L'affaire du joint "surdosé" enfin jugé

Par Invité ,

Les quatre jeunes qui avaient offert un joint aux effets désastreux à l'un de leurs camarades de lycée seront enfin fixés sur leur sort judiciaire aujourd'hui au tribunal correctionnel de Créteil. Le 15 mars 2000, ils avaient fourni une « moustache » (un double joint) contenant du haschisch de très bonne qualité à Patrick Dutertre. Pris de délire, le jeune homme, alors âgé de 18 ans, s'était jeté quelques minutes plus tard par la fenêtre du troisième étage. D'abord atteint de paraplégie, la victime a aujourd'hui retrouvé l'usage de ses jambes. Le procès de ses camarades a déjà été renvoyé à trois reprises, pour complément d'information. Outre une forte concentration en THC (le principe actif du cannabis), les analyses avaient en effet révélé dans le sang de la victime la présence d'éphédrine, un produit présent dans certains médicaments qui pourrait expliquer son geste fou. Lors de la précédente audience, le parquet avait requis de quatre à six mois de prison avec sursis contre les « dealers ».

 

Source : Le Parisien - lundi 17 mars 2003

 

Jeudi 20 Mars, du nouveau :

 

Patrick, 19 ans, avait sauté par la fenêtre: il accuse le cannabis que lui avait proposé un copain.

 

Il y a ce geste. Patrick, 19 ans, sportif et réservé, a sauté par la fenêtre après avoir fumé un joint chez Gaël, un copain de lycée. C'était le 15 mars 2000 à 13 h 15 à Fontenay-sous-Bois (Val-de-Marne).

 

Trois ans après les faits, les voilà ensemble, mercredi soir, à la barre du tribunal correctionnel de Créteil. Côte à côte. Mais les deux jeunes n'échangent aucun regard. Pas un mot. L'un est du côté des prévenus avec son frère aîné et le camarade à qui il avait acheté le cannabis ; l'autre est la victime : Patrick accuse Gaël de l'avoir incité à fumer une "moustache", un double joint de cannabis fortement dosé, et d'être responsable de sa chute du troisième étage, de ses mois de paraplégie, de son calvaire pour remarcher, de l'appareillage qui lui tient toujours la jambe gauche. Bref, d'être coupable de "délit de blessure involontaire", selon le procureur et l'avocat de la victime.

 

Geste inexplicable. Patrick n'assume pas un geste qui reste inexplicable, malgré les PV d'auditions lors de l'enquête policière, puis les expertises médico-psychologiques, mais aussi les connaissances scientifiques établies sur les effets du cannabis et, mercredi, les différents témoignages à l'audience. "Vous vous êtes senti mal, mal, mal. Des palpitations, une angoisse formidable. Vous avez eu l'impression de devenir fou, qu'il fallait que cela s'arrête et vous vous êtes défenestré ?", interroge la présidente. Patrick acquiesce. Cela faisait deux mois que Gaël lui disait que la fumette, c'était cool. Ce midi-là, Gaël l'invite chez lui avec Nicolas, un autre camarade. Sort une "moustache". Gaël et Patrick en prennent, pas Nicolas, qui préfère jouer à l'ordinateur. "Je ne l'ai pas incité, j'ai proposé", précise le prévenu.

 

Sobre. Très vite, tout tourne pour Patrick. Il s'allonge sur le lit, la musique "lui fait mal à la tête". Gaël, lui, fait chauffer les croque-monsieur à la cuisine : "Vous n'avez pas vu qu'il allait mal, qu'il était blanc, vous planiez peut-être ?", interroge la présidente. "Il est assez pâle de nature", lâche Gaël. Les trois s'attablent. "Soudain, nous avons vu Patrick aller vers la fenêtre.
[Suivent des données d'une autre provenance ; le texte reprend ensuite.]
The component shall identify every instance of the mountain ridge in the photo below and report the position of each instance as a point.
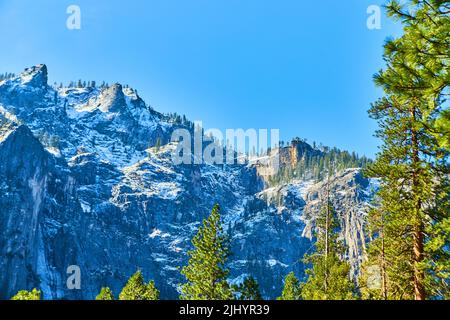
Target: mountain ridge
(106, 200)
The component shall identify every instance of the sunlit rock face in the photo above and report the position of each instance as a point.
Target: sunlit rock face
(81, 185)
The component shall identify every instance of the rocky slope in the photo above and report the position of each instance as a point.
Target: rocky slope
(80, 185)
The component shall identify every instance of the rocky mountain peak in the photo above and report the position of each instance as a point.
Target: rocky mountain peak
(36, 76)
(113, 99)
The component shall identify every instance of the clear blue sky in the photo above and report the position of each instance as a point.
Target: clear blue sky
(304, 67)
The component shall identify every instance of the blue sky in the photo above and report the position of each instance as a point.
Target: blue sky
(304, 67)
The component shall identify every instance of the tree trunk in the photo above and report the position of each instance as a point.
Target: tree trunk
(418, 238)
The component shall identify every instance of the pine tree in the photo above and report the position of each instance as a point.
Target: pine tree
(105, 294)
(248, 290)
(291, 290)
(413, 162)
(136, 289)
(158, 145)
(27, 295)
(329, 276)
(206, 272)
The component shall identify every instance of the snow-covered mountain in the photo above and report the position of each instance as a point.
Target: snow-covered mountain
(80, 184)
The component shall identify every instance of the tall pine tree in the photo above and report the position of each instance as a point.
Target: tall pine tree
(248, 290)
(206, 273)
(291, 289)
(329, 276)
(105, 294)
(412, 221)
(137, 289)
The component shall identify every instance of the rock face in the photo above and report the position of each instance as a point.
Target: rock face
(79, 185)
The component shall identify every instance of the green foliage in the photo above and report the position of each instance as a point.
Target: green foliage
(105, 294)
(329, 276)
(291, 290)
(411, 223)
(315, 164)
(27, 295)
(206, 273)
(136, 289)
(248, 290)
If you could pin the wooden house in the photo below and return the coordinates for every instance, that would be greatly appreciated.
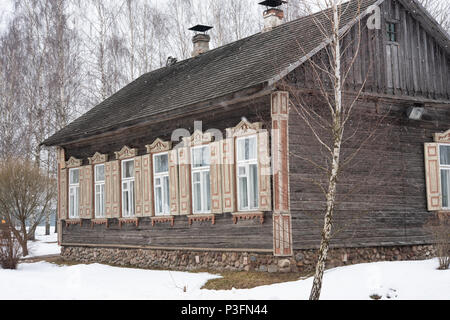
(176, 169)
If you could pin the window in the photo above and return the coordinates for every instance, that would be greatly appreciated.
(128, 188)
(444, 159)
(161, 182)
(74, 193)
(99, 177)
(391, 30)
(247, 173)
(201, 188)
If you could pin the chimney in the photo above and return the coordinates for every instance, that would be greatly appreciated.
(273, 16)
(200, 40)
(201, 44)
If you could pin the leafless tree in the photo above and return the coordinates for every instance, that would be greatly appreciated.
(26, 194)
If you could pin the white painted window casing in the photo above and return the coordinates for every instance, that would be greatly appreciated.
(247, 173)
(444, 160)
(128, 197)
(99, 185)
(201, 184)
(161, 183)
(74, 193)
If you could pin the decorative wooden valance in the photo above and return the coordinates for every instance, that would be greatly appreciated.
(159, 146)
(244, 128)
(248, 216)
(198, 138)
(73, 222)
(98, 158)
(126, 153)
(196, 217)
(170, 219)
(128, 220)
(99, 221)
(74, 162)
(442, 137)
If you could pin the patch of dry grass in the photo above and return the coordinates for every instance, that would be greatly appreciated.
(251, 279)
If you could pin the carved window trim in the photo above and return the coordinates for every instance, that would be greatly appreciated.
(158, 146)
(74, 162)
(98, 158)
(126, 153)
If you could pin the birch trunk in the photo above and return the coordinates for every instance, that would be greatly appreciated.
(338, 129)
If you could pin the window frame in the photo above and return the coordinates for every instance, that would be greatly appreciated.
(246, 164)
(101, 193)
(390, 33)
(129, 181)
(76, 188)
(161, 176)
(443, 167)
(201, 171)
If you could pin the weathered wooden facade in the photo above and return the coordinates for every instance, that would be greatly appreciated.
(242, 91)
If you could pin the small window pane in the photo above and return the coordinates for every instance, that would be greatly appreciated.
(128, 169)
(161, 163)
(100, 173)
(200, 157)
(444, 152)
(246, 149)
(445, 180)
(74, 176)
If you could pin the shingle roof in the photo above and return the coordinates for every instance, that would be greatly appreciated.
(242, 64)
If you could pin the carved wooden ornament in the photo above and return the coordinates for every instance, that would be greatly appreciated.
(98, 158)
(73, 162)
(126, 153)
(159, 146)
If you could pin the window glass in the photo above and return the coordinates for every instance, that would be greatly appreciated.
(391, 31)
(200, 157)
(128, 169)
(444, 151)
(100, 173)
(445, 185)
(74, 176)
(246, 148)
(161, 163)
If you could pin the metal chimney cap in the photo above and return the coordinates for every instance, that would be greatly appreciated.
(272, 3)
(200, 28)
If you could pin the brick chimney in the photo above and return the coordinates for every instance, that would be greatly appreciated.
(201, 43)
(272, 17)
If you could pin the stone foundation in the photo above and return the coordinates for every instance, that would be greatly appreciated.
(302, 261)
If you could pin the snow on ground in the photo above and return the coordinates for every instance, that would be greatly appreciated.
(44, 245)
(390, 280)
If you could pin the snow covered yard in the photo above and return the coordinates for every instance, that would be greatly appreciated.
(44, 245)
(390, 280)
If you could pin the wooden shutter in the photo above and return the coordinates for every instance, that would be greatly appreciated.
(173, 181)
(265, 203)
(228, 175)
(147, 189)
(215, 176)
(86, 192)
(63, 194)
(112, 186)
(432, 173)
(185, 180)
(138, 193)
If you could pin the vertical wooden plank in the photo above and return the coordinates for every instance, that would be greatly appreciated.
(185, 180)
(173, 182)
(138, 187)
(433, 181)
(115, 189)
(228, 175)
(215, 177)
(147, 186)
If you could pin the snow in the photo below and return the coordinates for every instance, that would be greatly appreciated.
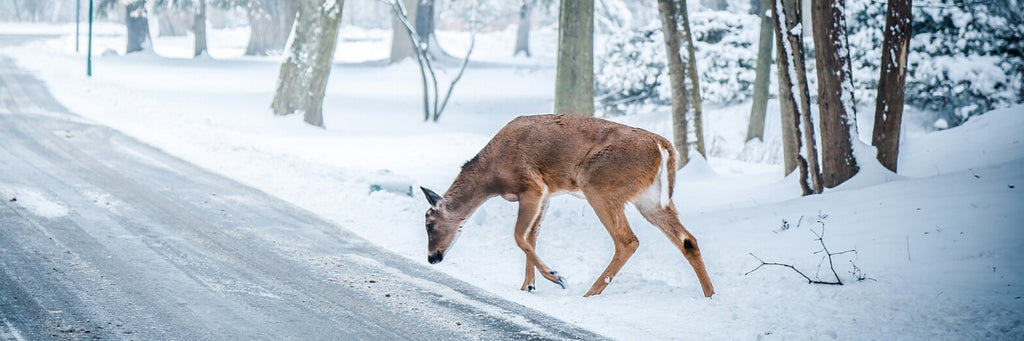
(940, 240)
(38, 203)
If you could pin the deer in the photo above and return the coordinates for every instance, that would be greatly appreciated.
(534, 158)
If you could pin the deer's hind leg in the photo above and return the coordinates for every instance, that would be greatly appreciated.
(531, 204)
(667, 219)
(532, 230)
(613, 218)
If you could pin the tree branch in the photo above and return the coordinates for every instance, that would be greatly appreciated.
(827, 256)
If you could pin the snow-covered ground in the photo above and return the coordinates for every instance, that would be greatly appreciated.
(940, 242)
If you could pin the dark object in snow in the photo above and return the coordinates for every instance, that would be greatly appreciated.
(827, 255)
(388, 181)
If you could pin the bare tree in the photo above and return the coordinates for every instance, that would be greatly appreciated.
(756, 127)
(574, 69)
(889, 107)
(137, 20)
(302, 82)
(270, 23)
(431, 110)
(522, 33)
(683, 98)
(836, 105)
(401, 43)
(788, 37)
(677, 79)
(199, 27)
(691, 68)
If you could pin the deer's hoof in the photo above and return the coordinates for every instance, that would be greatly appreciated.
(560, 281)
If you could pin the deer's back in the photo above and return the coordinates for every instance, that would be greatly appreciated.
(569, 151)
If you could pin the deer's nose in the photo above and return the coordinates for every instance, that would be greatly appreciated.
(435, 257)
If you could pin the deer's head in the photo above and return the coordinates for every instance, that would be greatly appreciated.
(442, 227)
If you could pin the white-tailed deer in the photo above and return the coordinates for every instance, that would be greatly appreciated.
(536, 157)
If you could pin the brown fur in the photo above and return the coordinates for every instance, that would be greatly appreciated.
(535, 157)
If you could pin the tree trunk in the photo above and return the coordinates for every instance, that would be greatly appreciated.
(425, 27)
(835, 92)
(270, 23)
(691, 66)
(199, 26)
(574, 70)
(791, 62)
(677, 79)
(137, 20)
(302, 82)
(172, 23)
(401, 45)
(786, 94)
(756, 127)
(522, 34)
(889, 107)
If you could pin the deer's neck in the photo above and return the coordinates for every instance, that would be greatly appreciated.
(470, 189)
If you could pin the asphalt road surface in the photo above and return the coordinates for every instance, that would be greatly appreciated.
(102, 237)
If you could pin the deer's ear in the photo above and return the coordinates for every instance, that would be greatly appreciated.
(432, 197)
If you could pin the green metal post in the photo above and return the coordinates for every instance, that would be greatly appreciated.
(88, 57)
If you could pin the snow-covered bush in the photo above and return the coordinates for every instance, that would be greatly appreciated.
(966, 58)
(632, 70)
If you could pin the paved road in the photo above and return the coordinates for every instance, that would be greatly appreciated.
(102, 237)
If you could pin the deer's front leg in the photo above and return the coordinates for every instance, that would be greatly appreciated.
(531, 206)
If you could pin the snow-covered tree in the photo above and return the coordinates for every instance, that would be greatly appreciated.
(269, 23)
(836, 98)
(137, 22)
(302, 81)
(683, 78)
(889, 103)
(574, 69)
(795, 97)
(756, 127)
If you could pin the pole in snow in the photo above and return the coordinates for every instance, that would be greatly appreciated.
(78, 20)
(88, 56)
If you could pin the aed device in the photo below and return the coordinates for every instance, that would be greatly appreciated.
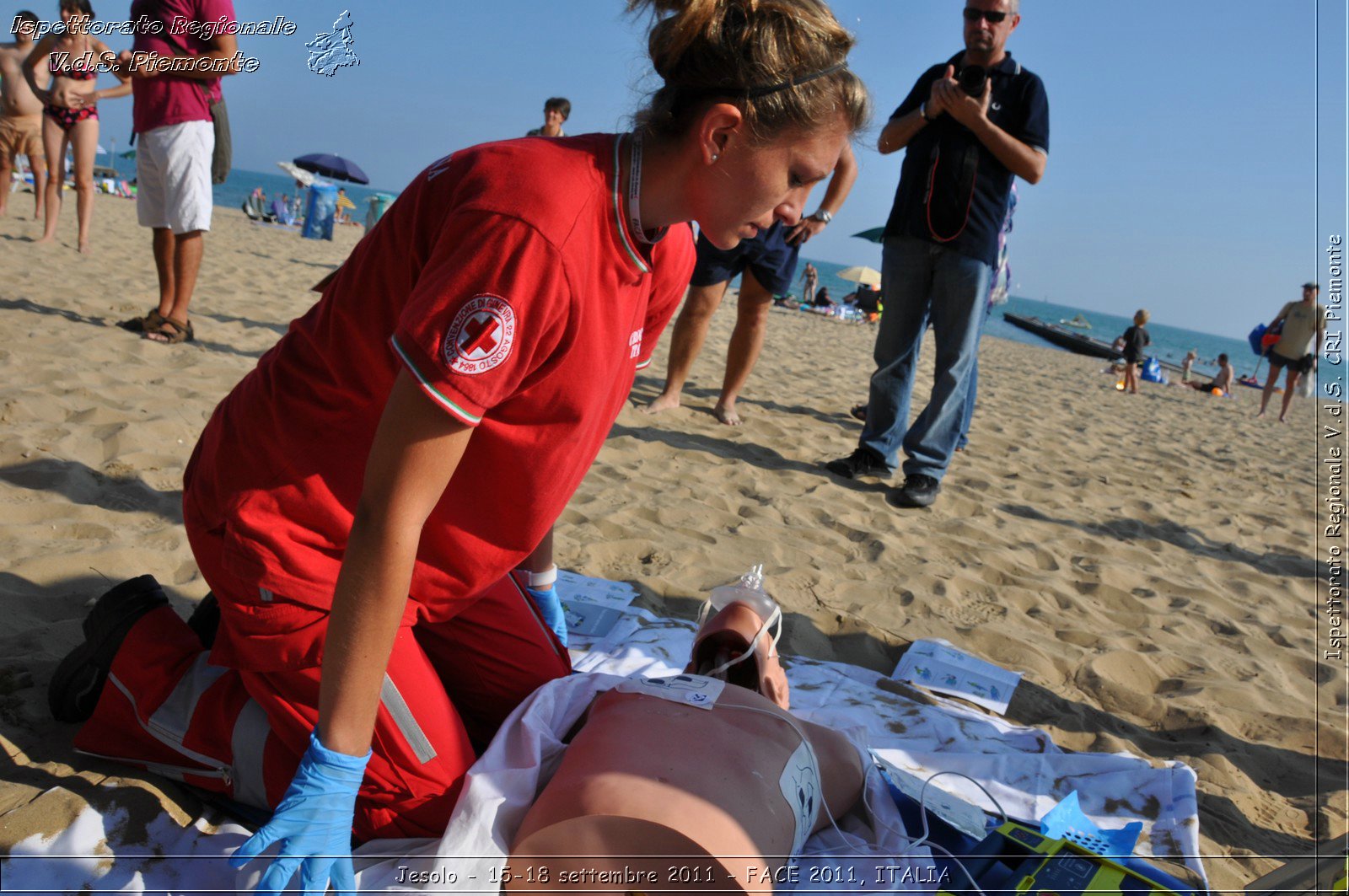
(1018, 860)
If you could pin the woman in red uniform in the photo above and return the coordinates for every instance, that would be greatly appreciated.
(359, 501)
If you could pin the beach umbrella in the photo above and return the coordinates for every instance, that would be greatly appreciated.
(332, 166)
(861, 274)
(296, 172)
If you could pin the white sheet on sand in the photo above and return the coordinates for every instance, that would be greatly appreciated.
(1020, 767)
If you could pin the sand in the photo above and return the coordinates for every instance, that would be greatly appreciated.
(1148, 561)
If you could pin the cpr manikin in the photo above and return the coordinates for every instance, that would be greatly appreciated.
(707, 767)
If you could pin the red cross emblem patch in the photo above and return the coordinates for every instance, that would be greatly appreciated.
(481, 336)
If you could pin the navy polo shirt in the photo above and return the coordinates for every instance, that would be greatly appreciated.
(1020, 107)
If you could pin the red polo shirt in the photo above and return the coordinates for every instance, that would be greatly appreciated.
(166, 99)
(506, 282)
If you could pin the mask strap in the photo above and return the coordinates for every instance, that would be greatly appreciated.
(773, 617)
Nous nous sommes retournés, nous ne l'avons pas vu sauter", témoignera Nicolas, le seul sobre à ce moment-là. "Vous n'avez pas imaginé le retenir ?", interroge la présidente du tribunal. "Ça s'est passé tellement vite. Je n'ai pas réalisé, je n'ai pas vu sa détresse", murmure Gaël. Y a-t-il eu "harcèlement" d'un jeune "clean" piégé par un camarade pervers, comme le dépeint l'avocate de la victime ? Ou Patrick a-t-il mal usé de son libre arbitre ?

 

La défense invite le tribunal à ne pas faire de ce cas "unique et exceptionnel le procès des effets pervers du cannabis. Comment Gaël pouvait-il avoir conscience du risque qu'il faisait prendre ?". Alors que ce type de crise d'angoisse aiguë reste exceptionnel et mal expliqué.

 

Le procureur a requis deux ans de prison avec sursis pour Gaël et son frère. Jugement le 28 avril.